Monsieur le Premier Ministre,
Le processus de colonisation à l’œuvre en Palestine, met en péril chaque jour un peu plus la possibilité même de la solution à deux Etats dont le principe est pourtant constamment rappelé par la France. Prenant la mesure de cette situation, et dans un souci de cohérence avec ses dénonciations de principe de la colonisation, l’Union européenne a publié le 19 juillet dernier des « lignes directrices » excluant des aides financières de l’Europe les activités israéliennes dans les colonies.
La France de son côté qui réaffirme avec constance son souci de contribuer à une juste solution du conflit ne peut demeurer passive face à ces faits accomplis lourds de menaces.
Voilà plusieurs années que les Consuls généraux européens en poste à Jérusalem et Ramallah recommandent des mesures concrètes pour y faire obstacle. Dans le même sens, le 22 mars dernier, le Conseil des droits de l’homme de l’ONU, dans une résolution adoptée à l’unanimité moins une voix, a demandé à tous les Etats « de prendre les mesures qui s’imposent pour faire en sorte que les entreprises commerciales domiciliées sur leur territoire et/ou relevant de leurs compétences, y compris celles qui sont la propriété de l’État ou contrôlées par l’État, qui ont des activités dans les colonies de peuplement ou des activités en relation avec les colonies respectent les droits de l’homme dans toutes leurs activités ».
L’Autorité palestinienne, par la voie de son président Mahmoud Abbas, en a également fait la demande dernièrement à la France et aux autres gouvernements européens.
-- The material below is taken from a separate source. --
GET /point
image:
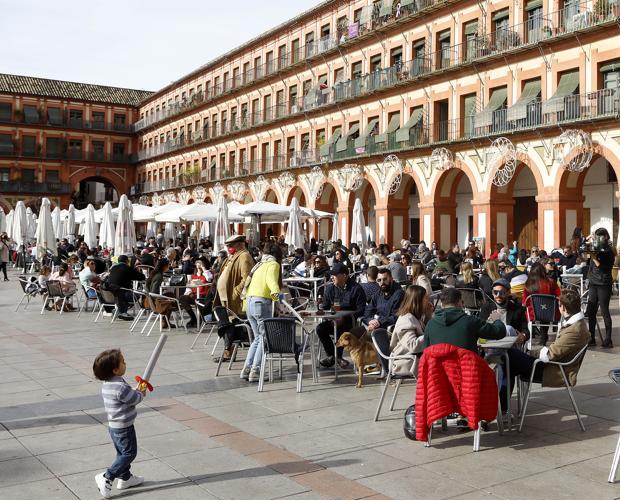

Les Pays-Bas viennent de nous donner un exemple concret d’application de ces prescriptions. Ainsi leur Ministre des Affaires étrangères a déconseillé à l’entreprise Royal Haskoning de participer à la conception d’une usine de traitement des eaux usées à Jérusalem-Est, ce projet exposant la compagnie à l’accusation de violation du droit international et la mettant donc en insécurité juridique. L’Allemagne avait déjà, en 2011 avec les mêmes arguments, dissuadé la Deutsche Bahn de participer au projet de train rapide Tel Aviv-Jérusalem qui doit traverser les territoires palestiniens occupés.
La France doit elle aussi dissuader les entreprises françaises de participer à des projets profitant aux colonies et s’opposant de ce fait à toute solution politique pérenne.
Elle peut, par la publication de principes directeurs fixant des règles de conduite claires à l’attention des entreprises françaises, déconseiller les transactions financières et commerciales avec des entreprises ou institutions israéliennes qui participent directement à la colonisation et aux violations du droit international, du droit international humanitaire et des droits de l’homme.
Monsieur le Premier Ministre, en émettant de tels principes directeurs, la France mettra elle aussi ses actes en conformité avec ses principes et affirmera qu’il ne peut y avoir de solution politique durable au conflit en dehors du droit.
Dans l’attente de votre réponse, je vous prie de croire, Monsieur le Premier Ministre en ma profonde considération.